My colleague Kate Conger wrote on Friday about the resilience of food delivery as the coronavirus pandemic eases in the United States. She spoke with me about how restaurants and app companies like Uber Eats and DoorDash are reimagining post-pandemic home delivery and addressing complaints, including fees and complexities that rankle restaurants and some diners.
Shira: Lots of restaurants around the U.S. are saying that people are packing their dining rooms again and that restaurant delivery orders haven’t dropped much from pandemic levels. How can both be happening?
Kate: It’s clear that many people found these delivery apps useful during the pandemic and are willing to keep using them even if it costs them more. I hesitate to predict whether pandemic behavior will stick around forever, but I think the DoorDash executive I interviewed is probably right: It’s often hard for people to backpedal from activities that they find convenient.
What do restaurants think about the possibility that delivery apps might be a permanent part of their businesses?
It’s a mix. There are people like May Seto, a restaurant owner who repurposed her catering kitchen to make pizzas customers can order only for takeout or through the delivery apps. She believes delivery is here to stay, and she’s modifying her business to accommodate it. Other restaurant owners can’t wait to dial back on delivery because they resent the costs and the annoyances.
And there are people in the restaurant industry who are in the middle.

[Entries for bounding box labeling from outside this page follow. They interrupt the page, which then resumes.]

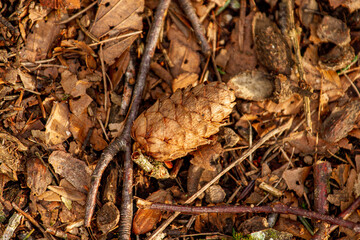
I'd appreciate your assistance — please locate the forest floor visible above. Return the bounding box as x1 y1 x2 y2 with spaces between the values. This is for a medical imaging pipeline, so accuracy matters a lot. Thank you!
0 0 360 239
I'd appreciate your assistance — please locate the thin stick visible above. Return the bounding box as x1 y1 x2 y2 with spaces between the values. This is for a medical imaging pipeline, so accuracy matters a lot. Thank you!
84 0 170 227
119 145 133 239
283 0 312 133
119 50 135 116
328 197 360 234
178 0 211 57
58 1 97 24
140 201 360 232
100 44 108 118
148 119 292 240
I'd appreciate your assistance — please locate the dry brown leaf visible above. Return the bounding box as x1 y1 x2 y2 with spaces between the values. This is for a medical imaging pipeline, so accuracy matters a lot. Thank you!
109 49 130 89
283 167 311 197
20 13 62 62
59 202 85 223
341 0 360 13
331 164 350 189
40 0 80 9
319 44 355 71
194 210 235 233
322 100 360 143
172 72 199 92
69 94 93 116
131 82 235 161
217 127 241 148
45 103 71 145
238 216 269 235
69 113 94 143
169 40 200 77
49 151 91 193
227 70 274 101
48 186 86 202
191 142 223 171
90 129 108 151
225 14 258 77
90 0 144 65
26 158 52 195
299 0 319 27
283 131 339 155
257 94 303 115
37 191 61 202
36 201 60 227
96 202 120 234
167 24 201 51
60 70 91 97
274 217 312 240
132 189 172 235
317 16 351 46
252 12 292 75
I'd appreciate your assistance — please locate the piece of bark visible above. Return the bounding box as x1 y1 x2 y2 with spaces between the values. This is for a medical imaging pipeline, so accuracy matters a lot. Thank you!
26 158 52 196
96 202 120 234
191 142 223 171
319 44 355 71
45 103 71 145
133 190 171 235
228 70 274 101
322 100 360 143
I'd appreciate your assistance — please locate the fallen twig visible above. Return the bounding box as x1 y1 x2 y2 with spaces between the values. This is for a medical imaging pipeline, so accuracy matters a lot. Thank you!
148 119 292 240
119 145 133 239
312 161 331 239
178 0 211 57
84 0 170 227
119 50 136 116
178 0 221 82
138 200 360 232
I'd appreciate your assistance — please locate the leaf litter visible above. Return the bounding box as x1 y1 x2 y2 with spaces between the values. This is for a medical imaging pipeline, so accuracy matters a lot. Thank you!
0 0 360 239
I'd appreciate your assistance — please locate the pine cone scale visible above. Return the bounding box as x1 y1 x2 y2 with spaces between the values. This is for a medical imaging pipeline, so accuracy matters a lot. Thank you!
131 82 235 161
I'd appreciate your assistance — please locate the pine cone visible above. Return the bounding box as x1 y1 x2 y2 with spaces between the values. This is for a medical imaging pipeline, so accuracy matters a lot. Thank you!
131 82 235 161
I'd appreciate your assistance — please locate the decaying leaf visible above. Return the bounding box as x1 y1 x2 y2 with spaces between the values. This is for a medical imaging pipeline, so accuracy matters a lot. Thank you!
131 82 235 161
96 202 120 234
194 213 235 233
191 142 223 171
133 190 171 235
172 72 199 92
317 16 350 46
20 14 61 62
319 44 355 71
283 131 339 155
228 70 274 101
26 158 52 195
283 167 311 197
222 11 258 76
40 0 80 9
169 40 200 77
322 100 360 142
45 103 71 145
253 12 292 75
238 216 269 235
49 151 91 193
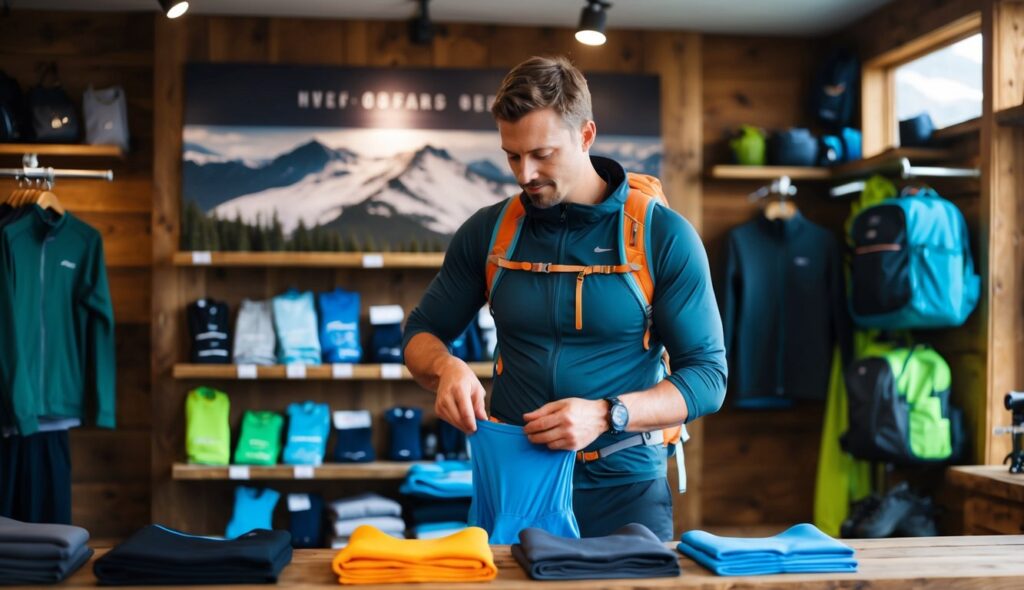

They believe that delivery can be lucrative and important, but some of them are lobbying for changes to make the app services more sustainable for them, like limits on the fees that the app companies charge.
Have delivery app companies responded to any of those concerns?
In some cases, yes, and politicians have intervened to force change, too. DoorDash is now giving restaurants more fee options. Instead of taking up to 30 percent or so of a restaurant’s sale, the restaurant can pay 15 percent just for delivery and then pay more for extras like appearing higher in app search results.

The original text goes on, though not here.